Still it is well worth noting that both the jumping phase and advancing phase takes longer than the non advancing phase. This is despite the fact that these phases only need to iterate the positions of the slice one time, where the non advancing phase, that does the bulk of the work, has to iterate 20-50 times. One reason is that as the non-advancing phases is repeated, less and less positions needs to be processed (because the position is already resolved). Another reason is the heavy optimization of that phase mentioned earlier and some of these optimizations cannot be applied in the earlier phases.

Finally the elephant in the room is how much time is spent verifying the slice. It is interesting to see how otherwise reliable hardware starts to fail after having be on with 100% CPU load for some months/years. Windows starts to refuse to open more files after 6 months etc etc. Also there are of course many interesting anecdotes in the history of computing how a cosmic ray has flipped a single unfortunate bit, leading to data corruption.
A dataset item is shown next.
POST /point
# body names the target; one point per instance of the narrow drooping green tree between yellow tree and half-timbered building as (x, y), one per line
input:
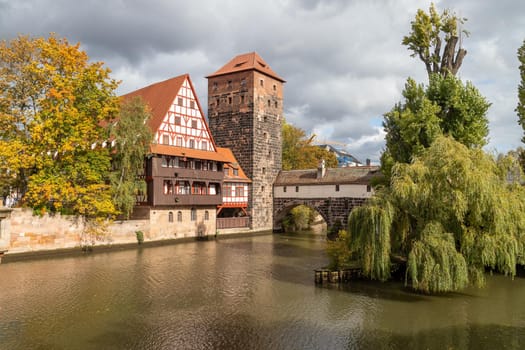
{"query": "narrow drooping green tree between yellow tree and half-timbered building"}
(132, 138)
Originally the verification used, only verified that the positions in the slice were consistent with the other values in the same slice (not in other slices). Unfortunately after generating the database was finished the occasional erroneous values was discovered. It is not the greatest of feeling when 9 years is spent generating the database to find out there were errors. Fortunately if was only the last third of the database that had errors but it took 3 extra years to regenerate.

Moral of the story don’t skimp on verification!


Lets take a look at some pseudo code for generating an endgame database:

void generate(Slice slice)
    int positionsChanged = Integer.Max;
    while(posistionsChanged > 0)  
        positionsChanged = resolveNonAdvancingMoves(slice)


int resolveNonAdvancingMoves(Slice slice)
    for(Position position : slice)
         long parentIndex = computeIndex(position)
         byte parentResult = slice.lookup(parentIndex);

         if(parentResult != UNKNOWN)

         boolean allWins = true;
         var moves = position.generateMoves()
         for(Move move : moves)
              long index = computeIndex(position);
              byte result = slice.lookup(index);
              if(result == LOSS)
                  slice.resolve(parentIndex, WIN);
                  allWins = false;
              if(result == UNKNOWN || result == DRAWN)
                 allWins = false;
              slice.resolve(parentIndex, LOSS);

long computeIndex(Position position)
    var pieces = position.getPieces()
    for(Piece piece : pieces)
       // do something expensive

As you can see the computeIndex method is called a lot in the inner most loop and is typically a quite expensive method that becomes more expensive the more pieces you have. Also the more pieces the more legal moves you typically have. These two factors means that is significantly more expensive to compute each position the more pieces you have on the board.